Of course I went to the studio full of arguments and I did not need long to think before I came across with the following points.
- French is the language of culture, diplomaty, history, gastronomy and romance, that grew over more than a thousand years
- So is it an economic fashion to learn now mandarin as China is effectively expanding and we do recognise the success .and results .. then will we be learning a decade afterwards the neighbourhing languages? and so on?
- French is a global language, spoken by 200 million people around the world and in > 50 countries and over 5 continents.
- French opens the door to more languages .... once you know the language you can easily get onto the other European languages such as Spanish, Italian or Portuguese ... so learning ONE language ... and you get THREE!
- Also if you are going to start onto a course be assured that the learning curve of French language is relatively fast, faster than most of the other languages

During the debate a few persons called in the station and shared their views. A school teacher observed that it was very challenging to introduce mandarin at school for small children. The main language remained French, Spanish and German.

Do comment with your experience and thoughts!

I look forward to hearing from you

Veronique

2 comments:

Bill Chapman said...

My view is that learning any language is worth doing, although life is simply too short to learn them all. Chris Bryant was right to ask which language we are teaching and why. However his suggestions have limited value. Learn Mandarin, and you’re tongue –tied in Japan. Learn Portuguese and you can’t even ask for a loaf of bread in Germany. Learn Arabic and you are reduced to miming in Russia. The obvious solution would be to make wider use of Esperanto.

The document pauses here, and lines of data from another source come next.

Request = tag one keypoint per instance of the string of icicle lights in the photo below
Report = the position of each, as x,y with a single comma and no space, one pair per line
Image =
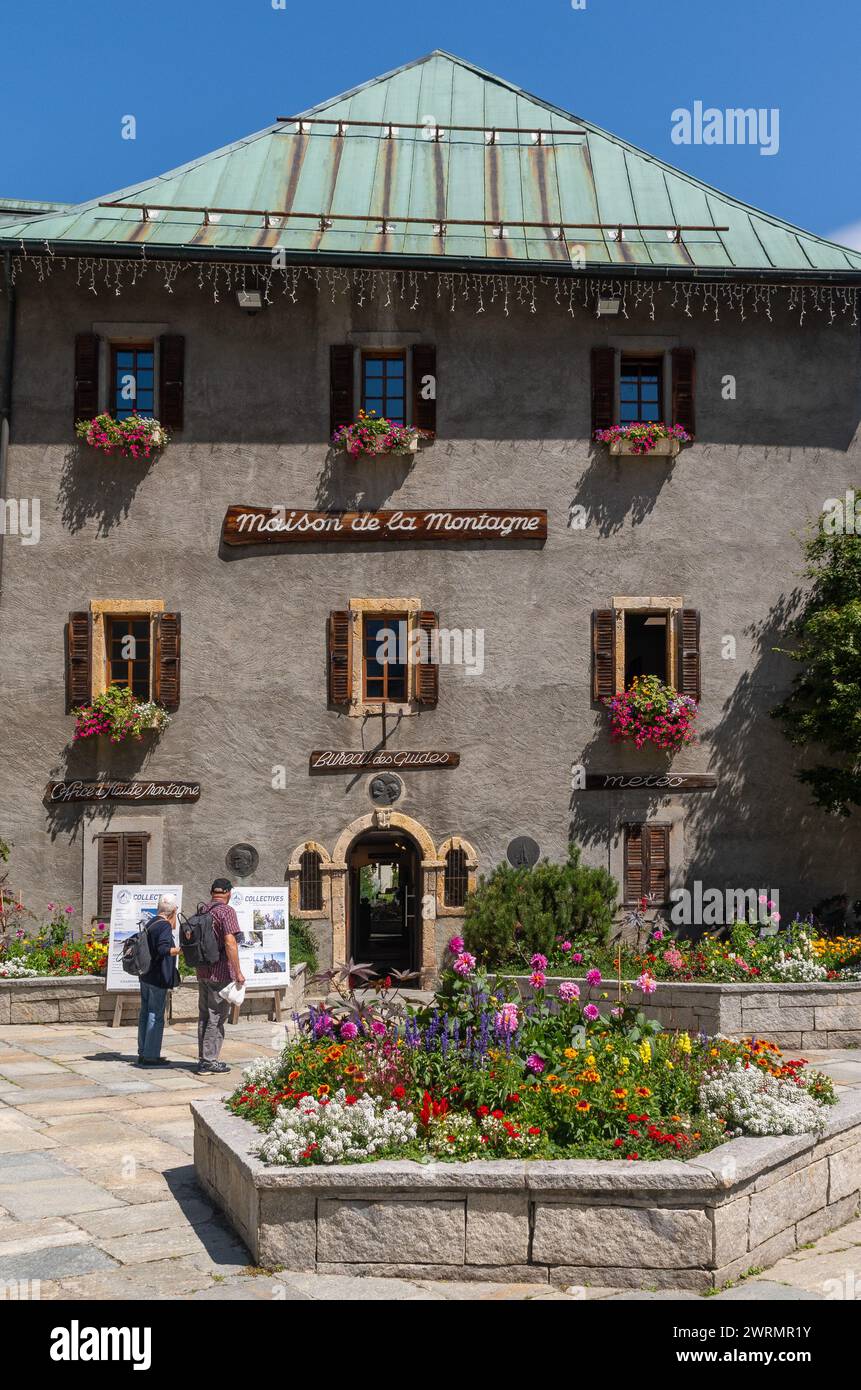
473,291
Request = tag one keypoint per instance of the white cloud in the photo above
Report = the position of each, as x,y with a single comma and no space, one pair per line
847,236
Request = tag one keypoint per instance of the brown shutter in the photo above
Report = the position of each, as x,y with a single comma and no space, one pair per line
657,865
427,673
78,660
171,381
341,387
604,388
424,364
340,659
634,854
86,377
685,384
604,653
689,653
166,684
134,858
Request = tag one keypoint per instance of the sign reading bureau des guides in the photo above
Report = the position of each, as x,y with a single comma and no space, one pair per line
285,526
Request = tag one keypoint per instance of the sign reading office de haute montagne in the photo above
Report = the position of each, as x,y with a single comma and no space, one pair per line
267,526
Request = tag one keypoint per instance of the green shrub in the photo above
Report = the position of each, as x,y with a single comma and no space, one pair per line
515,912
302,945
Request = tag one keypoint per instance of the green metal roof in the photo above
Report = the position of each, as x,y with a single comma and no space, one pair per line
572,178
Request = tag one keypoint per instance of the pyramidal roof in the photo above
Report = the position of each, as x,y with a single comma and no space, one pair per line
486,171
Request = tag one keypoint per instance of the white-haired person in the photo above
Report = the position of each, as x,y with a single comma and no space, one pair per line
155,984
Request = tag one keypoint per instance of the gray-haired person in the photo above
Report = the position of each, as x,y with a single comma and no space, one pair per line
155,984
212,979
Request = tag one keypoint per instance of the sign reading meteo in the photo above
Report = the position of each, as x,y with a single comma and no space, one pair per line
280,526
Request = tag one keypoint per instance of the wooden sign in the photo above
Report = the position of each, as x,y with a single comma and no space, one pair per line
331,761
283,526
137,791
648,781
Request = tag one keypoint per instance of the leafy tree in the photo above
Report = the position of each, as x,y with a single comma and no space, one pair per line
515,912
824,708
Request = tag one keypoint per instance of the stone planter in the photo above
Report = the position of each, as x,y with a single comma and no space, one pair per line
666,1223
790,1015
82,998
662,449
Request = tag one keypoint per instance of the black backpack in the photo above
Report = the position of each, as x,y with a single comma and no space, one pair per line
137,951
199,940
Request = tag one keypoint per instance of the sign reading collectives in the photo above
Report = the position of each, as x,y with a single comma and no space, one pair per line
280,526
131,905
334,761
264,937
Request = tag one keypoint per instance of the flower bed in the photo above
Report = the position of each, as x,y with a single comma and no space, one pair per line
135,437
644,438
372,437
660,1223
481,1076
651,712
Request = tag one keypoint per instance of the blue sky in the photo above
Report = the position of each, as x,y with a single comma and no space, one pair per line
198,75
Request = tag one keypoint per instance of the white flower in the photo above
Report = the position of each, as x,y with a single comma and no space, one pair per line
755,1102
340,1133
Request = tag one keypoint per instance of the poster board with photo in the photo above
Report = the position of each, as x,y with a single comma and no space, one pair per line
263,938
130,906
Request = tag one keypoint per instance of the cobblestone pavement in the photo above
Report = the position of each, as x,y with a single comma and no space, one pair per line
99,1200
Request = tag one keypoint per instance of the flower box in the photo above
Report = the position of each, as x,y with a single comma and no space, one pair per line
661,449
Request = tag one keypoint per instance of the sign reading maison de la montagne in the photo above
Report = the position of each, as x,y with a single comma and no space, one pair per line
280,526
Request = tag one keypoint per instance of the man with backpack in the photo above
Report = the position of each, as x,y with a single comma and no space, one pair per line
156,979
214,977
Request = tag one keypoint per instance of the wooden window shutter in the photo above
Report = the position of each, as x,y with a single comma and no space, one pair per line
424,405
171,381
340,658
427,673
657,863
689,653
86,377
166,677
78,660
634,863
685,387
604,388
341,387
604,653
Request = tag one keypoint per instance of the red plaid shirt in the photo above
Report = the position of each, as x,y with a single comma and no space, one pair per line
227,925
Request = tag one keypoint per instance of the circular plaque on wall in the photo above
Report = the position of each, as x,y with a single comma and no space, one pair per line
242,861
385,788
523,852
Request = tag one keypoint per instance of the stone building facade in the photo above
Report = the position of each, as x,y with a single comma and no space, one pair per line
707,537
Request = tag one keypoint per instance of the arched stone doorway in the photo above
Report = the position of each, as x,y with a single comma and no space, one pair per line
392,916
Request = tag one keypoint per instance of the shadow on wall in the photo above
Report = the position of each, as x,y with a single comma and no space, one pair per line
98,488
615,492
85,761
758,794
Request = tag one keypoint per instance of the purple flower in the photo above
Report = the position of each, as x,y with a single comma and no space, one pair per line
465,963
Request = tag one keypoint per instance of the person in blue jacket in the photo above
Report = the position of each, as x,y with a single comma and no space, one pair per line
160,977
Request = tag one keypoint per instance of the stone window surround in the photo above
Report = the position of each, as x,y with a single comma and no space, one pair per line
358,608
643,605
113,332
107,608
472,865
123,822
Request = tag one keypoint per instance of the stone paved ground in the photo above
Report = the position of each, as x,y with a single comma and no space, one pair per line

Esperanto hasn't yet gained the recognition it deserves. However, all things considered, it has actually done amazingly well. In just over 120 years, it has managed to grow from a drawing-board project with just one speaker in one country to a complete and living natural language with around 2,000,000 speakers in over 120 countries and a rich literature and cosmopolitan culture, with little or no official backing and even bouts of persecution. It hasn't taken the world by storm - yet - but it's slowly but surely moving in that direction, with the Internet giving it a significant boost in recent years.

Brian Barker said...

Chris Bryant raises the question on which language should be taught in British schools.

I see that President Obama wants everyone to learn another language, however which one should it be?

The British learn French, the Australians study Japanese, and the Americans prefer Spanish. Yet this leaves Russian, Mandarin Chinese and Arabic, out of the equation.

It is time to move forward and discuss the subject of a common international language, taught worldwide, in all schools and in all nations. As a native English speaker, my vote is for Esperanto.